Lurking just beneath the surface of New Hampshire's presidential primary is rabid talk of conspiracy and the attacks on Manhattan and Washington six years ago today.
Viewers of last Wednesday's Republican debate caught of glimpse of what has been happening when Rep. Ron Paul made the following, underreported, oration on the causes of the Iraq War. "The American people didn't go in. A few people advising this administration, a small number of people called the neoconservative hijacked our foreign policy," he said. "They're responsible, not the American people. They're not responsible. We shouldn't punish them."
Mr. Paul's singling out of neoconservatives, which received applause, were followed by comments of the terrorist responsible for the September 11 attacks, Osama bin Laden: "And among the most important items contained in Bush's speeches since the events of the 11th is that the Americans have no option but to continue the war. This tone is in fact an echoing of the words of neoconservatives like Cheney, Rumsfeld and Richard Perle, the latter having said previously that the Americans have no choice in front of them other than to continue the war or face a holocaust."
Blaming the neoconservatives for a war that has lasted for more years than many thought it would is an attractive answer to a messy predicament as well as a clever propaganda point for Mr. bin Laden
Troubled times, after all, give rise to extreme thinking. But easy answers make for bad politics. And as controversial as Mr. Paul's comments in the contest for the Republican nomination have been, the Texas congressman at least accepts the notion that America fell victim to enemy attacks on September 11. The same cannot be said of some of his supporters. Back in August, two of his New Hampshire backers were on hand at a Hillary Clinton event on the crisis in mortgage lending. They were an innocent looking pair, a young man, age 19, and his sister, age 22, handing out a brochure titled "Why You Should Demand a New 9-11 Investigation." The brochure laid out what have become the standard tenets for those who challenge the accepted view of the attacks: questions about the collapse of World Trade Center Building 7 and the destruction of the Twin Towers as well as assertions of motive.

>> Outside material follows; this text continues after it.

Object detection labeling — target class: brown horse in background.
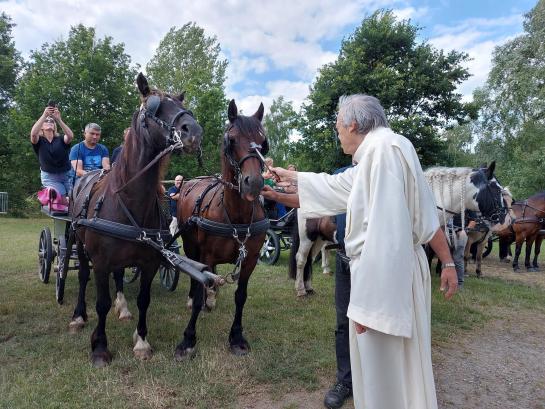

The main premise behind the brochure and the array of accompanying Web sites seems to be that individuals or elements within the American government had foreknowledge of the attacks. The brochure cites a publication of "The Project For a New American Century, a neo-con think tank" as supplying their motive — a cataclysmic attack that would spur a military build-up. Questions from the conspiracists persist despite a comprehensive and highly detailed rebuttal in "Popular Mechanics." The pair, whose appearance recalled the character of A.J. Soprano and his female friend, both of whom became obsessed with Al Qaeda in the final season of "The Sopranos," said they were supporters of Mr. Paul. "Enough of liars," the young woman said of the other candidates.
When Senator Clinton finished her remarks that day, the crowd applauded — except for these two who booed. Two of Mrs. Clinton's supporters turned around in their seats to chastise the young pair, who exited quickly amid epithets. The scene was not unique. Signs reading "9/11 Truth Now" greeted attendees at the first debates at St. Anselm College in June. Following the second debate of two debates at the college, Matt Lepacek, was arrested following an angry confrontation with Ed Goeas, a strategist for Mayor Giuliani's campaign in the spin room. "Are you aware from talking with Giuliani that the buildings were going to collapse?" Mr. Lepacek hollered at Mr. Goeas prior to being taken away by police.
As attention focuses more closely on New Hampshire in the coming months, those who exist on the fringes of both parties are more likely to be heard. Mr. Paul's supporters, even those who do not embrace the extreme view of 9/11, are highly vocal and organized. The chairman of New Hampshire's Republican Party, Fergus Cullen, for example, was quoted in the Concord Monitor describing his party's aggressive advocacy for their candidate at last week's debate. "Several of the Ron Paul people were rushing the panelists, badgering them for not giving Paul enough time," Mr. Cullen said. Expect more of this as the leaves change colors and the air turns crisp.
Another of the many tragic after-effects of the September 11 attacks is the extreme turn that has taken place in some parts of our political discourse. New Hampshire will be the testing ground that demonstrates our democracy is strong enough to withstand it.
Mr. Gitell (gitell.com) is a contributing editor at The New York Sun.